Ridge and others on the panel said Seattle fits the profile of a city likely to be hit by terrorists, given its dense and diverse population, its busy port and airport and its proximity to the Canadian border.

”The bad news is on the big target, we're at the bull's eye. … If I were on the dark side, rather than the good side, I would look at Seattle as a target,” said A.D. Vickery, assistant chief of operations for the Seattle Fire Department.

Maj. Gen. Timothy J. Lowenberg, head of the Washington National Guard and homeland security adviser to Gov. Gary Locke, said the agencies working on homeland security remain vigilant to threats facing the entire state.

”We're a central corridor for commercial activity, both domestically and internationally. So yes, Seattle is a target-rich environment, but there are many other targets and interests in the state of Washington,” Lowenberg said.

Scores of people raised their hands when the panel's moderator, public television journalist Frank Sesno, asked how many were concerned about homeland security. Fewer people raised their hands when asked if they worried about terrorism on a daily basis.

”I like the notion that people are concerned about it,” Ridge said. ”I also like the notion that there aren't too many people that are so anxious about it that it disrupts their daily lives.”

One woman in the audience asked what the government expects her to do when it raises its threat-risk level. ”We're not asking you to spy on citizens. We're asking you to be more vigilant,” Ridge said. ”If you see an unattended bag, we want to know about it. Chances are it's benign, but draw it to somebody's attention.”

One man complained he's heard plenty of talk about how the country is vulnerable to terrorism and wants to hear more about why.

”I think it's important to note the people with whom we're concerned the most are a small group of people who the president has said have hijacked a religion,” Ridge said.

At times, the discussion veered to cybersecurity. Ridge applauded Microsoft Corp., which sponsored the event, for the help it has offered the government in its push to make the country's technological infrastructure less vulnerable to attack. ”We need the private sector,” Ridge said. ”They've stepped up. We'll need more from them in the future.”

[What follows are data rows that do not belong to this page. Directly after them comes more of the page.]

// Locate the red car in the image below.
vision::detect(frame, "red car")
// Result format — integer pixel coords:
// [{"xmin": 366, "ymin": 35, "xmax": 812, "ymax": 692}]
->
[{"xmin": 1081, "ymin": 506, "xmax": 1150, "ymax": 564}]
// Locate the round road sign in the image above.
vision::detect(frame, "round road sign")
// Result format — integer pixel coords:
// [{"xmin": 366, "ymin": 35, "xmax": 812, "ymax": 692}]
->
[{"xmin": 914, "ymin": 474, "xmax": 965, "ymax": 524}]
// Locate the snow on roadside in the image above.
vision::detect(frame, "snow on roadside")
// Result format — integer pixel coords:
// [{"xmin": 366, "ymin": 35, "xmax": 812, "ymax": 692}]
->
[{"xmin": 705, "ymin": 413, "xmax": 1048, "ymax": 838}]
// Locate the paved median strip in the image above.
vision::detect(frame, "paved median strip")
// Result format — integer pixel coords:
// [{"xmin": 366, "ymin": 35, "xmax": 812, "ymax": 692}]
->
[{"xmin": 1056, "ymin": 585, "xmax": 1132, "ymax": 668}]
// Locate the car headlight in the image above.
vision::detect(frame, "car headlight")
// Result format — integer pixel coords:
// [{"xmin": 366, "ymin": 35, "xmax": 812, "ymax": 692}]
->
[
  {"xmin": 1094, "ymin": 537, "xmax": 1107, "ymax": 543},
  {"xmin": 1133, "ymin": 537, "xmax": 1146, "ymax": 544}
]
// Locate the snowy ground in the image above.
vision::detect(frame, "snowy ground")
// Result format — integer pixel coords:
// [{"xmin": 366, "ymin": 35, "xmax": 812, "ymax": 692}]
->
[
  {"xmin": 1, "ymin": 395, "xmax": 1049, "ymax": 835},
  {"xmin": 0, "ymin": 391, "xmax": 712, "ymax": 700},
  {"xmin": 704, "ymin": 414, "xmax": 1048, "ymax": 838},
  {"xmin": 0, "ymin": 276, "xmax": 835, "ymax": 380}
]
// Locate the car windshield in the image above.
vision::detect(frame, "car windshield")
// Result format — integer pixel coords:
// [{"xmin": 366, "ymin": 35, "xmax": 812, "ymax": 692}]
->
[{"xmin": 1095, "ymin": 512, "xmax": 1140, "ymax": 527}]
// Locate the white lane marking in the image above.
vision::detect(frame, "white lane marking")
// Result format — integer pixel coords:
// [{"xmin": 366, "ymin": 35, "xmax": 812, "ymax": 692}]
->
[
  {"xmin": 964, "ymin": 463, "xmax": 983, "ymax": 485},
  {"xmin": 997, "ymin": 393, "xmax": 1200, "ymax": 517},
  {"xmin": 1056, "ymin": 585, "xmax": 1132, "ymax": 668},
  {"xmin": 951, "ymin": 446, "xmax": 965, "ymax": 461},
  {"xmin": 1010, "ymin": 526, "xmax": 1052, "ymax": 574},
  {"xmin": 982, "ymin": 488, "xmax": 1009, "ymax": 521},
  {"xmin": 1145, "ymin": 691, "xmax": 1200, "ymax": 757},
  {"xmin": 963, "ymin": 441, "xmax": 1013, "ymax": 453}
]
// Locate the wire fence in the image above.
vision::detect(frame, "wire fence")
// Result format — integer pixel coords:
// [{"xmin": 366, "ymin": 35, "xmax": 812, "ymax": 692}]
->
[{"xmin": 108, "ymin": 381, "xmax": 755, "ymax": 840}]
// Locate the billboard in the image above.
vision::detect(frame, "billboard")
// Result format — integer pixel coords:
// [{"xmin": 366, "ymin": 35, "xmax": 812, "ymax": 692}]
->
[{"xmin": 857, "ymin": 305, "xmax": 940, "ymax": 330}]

Microsoft's president, Steve Ballmer, said the company is working to make more of its security patches and other virus protections automatic. He also mentioned software the company has developed to ”blast” emergency information from schools to parents, delivering personalized information in different ways, depending on how parents want to be notified.

Police and fire departments are now better prepared to help school districts, because many have digital layouts of all the campuses in their area, said Delores Gibbons, superintendent of the Renton School District south of Seattle.

The Council for Excellence in Government, a nonprofit based in Washington, D.C., plans to issue a report on the homeland security town halls in May. Other meetings were in St. Louis, Miami, San Diego, Houston, Boston and Fairfax, Va.

After Tuesday's meeting, Joyce Glasgow, 53, said the discussion focused on ”the symptoms instead of the disease.

”There wouldn't be terrorism,” she said, ”if we knew how to treat people around the world with compassion and empathy.”